Para colmo, el presidente Ortega parece no advertir que ha confesado en la cadena de televisión que el problema del transporte lo ha venido generando él mismo, desde que estaba en la oposición, al privatizar el transporte público urbano e interurbano, para fomentar el desarrollo de cooperativas de partidarios suyos. Y que él mismo reconoce que ahora hay una crisis inevitable en el transporte selectivo, porque la oferta supera cuatro veces la demanda, ya que él solicitó 12 mil placas de taxis cuando el mercado se abastece con 3 mil.

El paro ha concluido con un subsidio al transporte, que puede significar 90 millones de dólares anuales. Este monto de subsidio se habrá evaporado cuando el petróleo (actualmente en 126 US $/BB) alcance el precio de 149 US $/BB. ¿Habrá, entonces, otro paro, y otro desembolso de 90 millones de dólares adicionales? De Albanisa, supuestamente, Ortega ha tomado 20 millones de dólares para cubrir parte del subsidio. Pero, con este acuerdo, Ortega oculta de dónde toma los US $ 70 millones restantes. Sin embargo, como el precio del combustible no está regulado en este país, es fácil intuir que seguramente se incrementará, en secreto, 1.2 córdobas el litro de gasolina y 0.4 córdobas el litro de diesel, para obtener el subsidio faltante, con un mayor costo del combustible consumido por los vehículos particulares. Ortega, al encontrar este camino (de cargar el subsidio a los ciudadanos), subió su oferta de 0.5 US $ a 1.3 US $, muy por encima de lo que pedían los transportistas, a fin de comprarles, por un tiempo, la paz… y su apoyo político tradicional. De pronto, las demanda y la lucha de los transportistas se tornaron justas, para Ortega.
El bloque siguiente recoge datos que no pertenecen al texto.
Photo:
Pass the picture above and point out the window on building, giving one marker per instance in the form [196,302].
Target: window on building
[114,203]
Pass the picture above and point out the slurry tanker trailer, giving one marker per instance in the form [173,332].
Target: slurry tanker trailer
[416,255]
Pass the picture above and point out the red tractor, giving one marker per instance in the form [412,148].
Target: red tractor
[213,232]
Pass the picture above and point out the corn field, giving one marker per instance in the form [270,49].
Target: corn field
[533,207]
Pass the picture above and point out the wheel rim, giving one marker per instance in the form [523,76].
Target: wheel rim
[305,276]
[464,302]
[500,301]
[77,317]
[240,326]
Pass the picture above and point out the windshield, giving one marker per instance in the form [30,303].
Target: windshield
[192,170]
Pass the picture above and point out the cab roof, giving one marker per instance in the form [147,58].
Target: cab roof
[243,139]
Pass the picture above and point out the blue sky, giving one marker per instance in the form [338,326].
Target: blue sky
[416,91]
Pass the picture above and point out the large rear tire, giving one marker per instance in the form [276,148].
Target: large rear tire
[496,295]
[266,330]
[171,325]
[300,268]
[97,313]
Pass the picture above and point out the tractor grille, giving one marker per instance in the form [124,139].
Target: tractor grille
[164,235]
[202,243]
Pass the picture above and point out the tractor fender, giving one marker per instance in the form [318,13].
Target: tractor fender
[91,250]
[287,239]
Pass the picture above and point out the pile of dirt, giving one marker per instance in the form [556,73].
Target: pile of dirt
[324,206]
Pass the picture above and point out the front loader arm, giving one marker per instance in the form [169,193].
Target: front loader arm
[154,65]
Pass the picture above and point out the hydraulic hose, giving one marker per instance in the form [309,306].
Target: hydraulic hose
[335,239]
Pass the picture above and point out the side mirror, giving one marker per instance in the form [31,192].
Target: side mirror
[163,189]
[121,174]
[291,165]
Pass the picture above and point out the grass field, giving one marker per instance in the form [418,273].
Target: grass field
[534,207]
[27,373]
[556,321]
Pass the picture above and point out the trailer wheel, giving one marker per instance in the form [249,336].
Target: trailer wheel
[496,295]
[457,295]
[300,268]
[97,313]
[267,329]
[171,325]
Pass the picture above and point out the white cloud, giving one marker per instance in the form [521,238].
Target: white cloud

Sin una reducción efectiva de costes, la peor respuesta es mantener a flote la rentabilidad del transporte privado de estos pequeños empresarios, subsidiando su consumo ineficiente de combustible.

La única solución, acorde con el ahorro y la eficiencia, que un gobierno de trabajadores podría implementar, es: estatizar nuevamente el transporte público a fin de abastecer el flujo horario de pasajeros con un despacho económico óptimo de las unidades, por criterio de rendimiento decreciente (km/gln); diferenciar los horarios laborales de la población (con el objetivo de aplanar los picos de demanda, eliminar las chatarras al reducir el número de las unidades en circulación, e incrementar el factor de carga de pasajeros de cada una de ellas); darles un empleo asalariado a los pequeños transportistas en el transporte público; emplear a los taxistas en el manejo de vehículos vinculados a la producción agrícola; destinar calles para la movilización exclusiva de bicicletas y motocicletas, como alternativa masiva de transporte particular; y cortar el subsidio del combustible a todos los funcionarios públicos, comenzando con la presidencia de la República.